On a beau croire qu’on est habitué, on l’est jamais vraiment.

Lost Chapter & Last Stand – Pentakill (extrait de l’album III : Lost Chapter)

Ça devient compliqué, avec Rozenn Illiano, pour être tout à fait honnête. Que ce soient les introductions aux chroniques que je consacre à son travail, ou les chroniques elles-mêmes. Vient un moment où il est quand même sacrément difficile de verbaliser ce qui tient plus de la connexion que de la simple appréciation. J’aime son travail à un point où je sais pouvoir prendre n’importe lequel de ses livres et avoir le sentiment de rentrer à la maison après une trop longue journée de travail, dès les premières pages. Autant vous dire qu’en ces temps (trop) troublés, l’analogie prend un sens tout particulier pour moi. J’avais autant envie que besoin de lire un excellent roman qui me touche – sans volonté d’offense à d’autres lectures récentes – et le timing avec sa prochaine ressortie en numérique me paraissait lier le très agréable à l’utile. Le fait est que j’aime tellement le travail de cette autrice si atypique, si singulière dans mon paysage littéraire, que j’ai envie de l’aider au maximum de mes moyens.

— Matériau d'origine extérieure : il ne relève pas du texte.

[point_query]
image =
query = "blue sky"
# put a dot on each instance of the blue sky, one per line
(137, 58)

Je vais donc m’efforcer d’aller, une fois encore, au delà de mes compliments les plus évidents et récurrents pour vous parler d’Érèbe, et vous expliquer en détails pourquoi c’est, comme toujours, trop bien (au delà du simple fait que je l’ai dévoré en 2 jours, en étant raisonnable).

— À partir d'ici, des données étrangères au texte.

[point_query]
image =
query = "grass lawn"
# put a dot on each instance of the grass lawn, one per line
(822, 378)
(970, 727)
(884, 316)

1888, à Paris. Lisbeth, jeune fille de bonne famille anglaise partie de Londres, se retrouve piégée dans une vie qu’elle ne veut pas et dont elle ne semble pas pouvoir se défaire. Mais surviennent alors d’étranges rêves lucides dans un lieu étrange, où elle rencontre un certain Eliott, qui semble pouvoir partager le lieu et ses nuits avec elle. Ensemble ils explorent Érèbe, ce royaume onirique qui leur appartient ; mais ce qui était leur rêve semble assez vite devenir leur cauchemar. Iels devront en apprendre plus pour échapper à ce qui se révèle finalement une malédiction.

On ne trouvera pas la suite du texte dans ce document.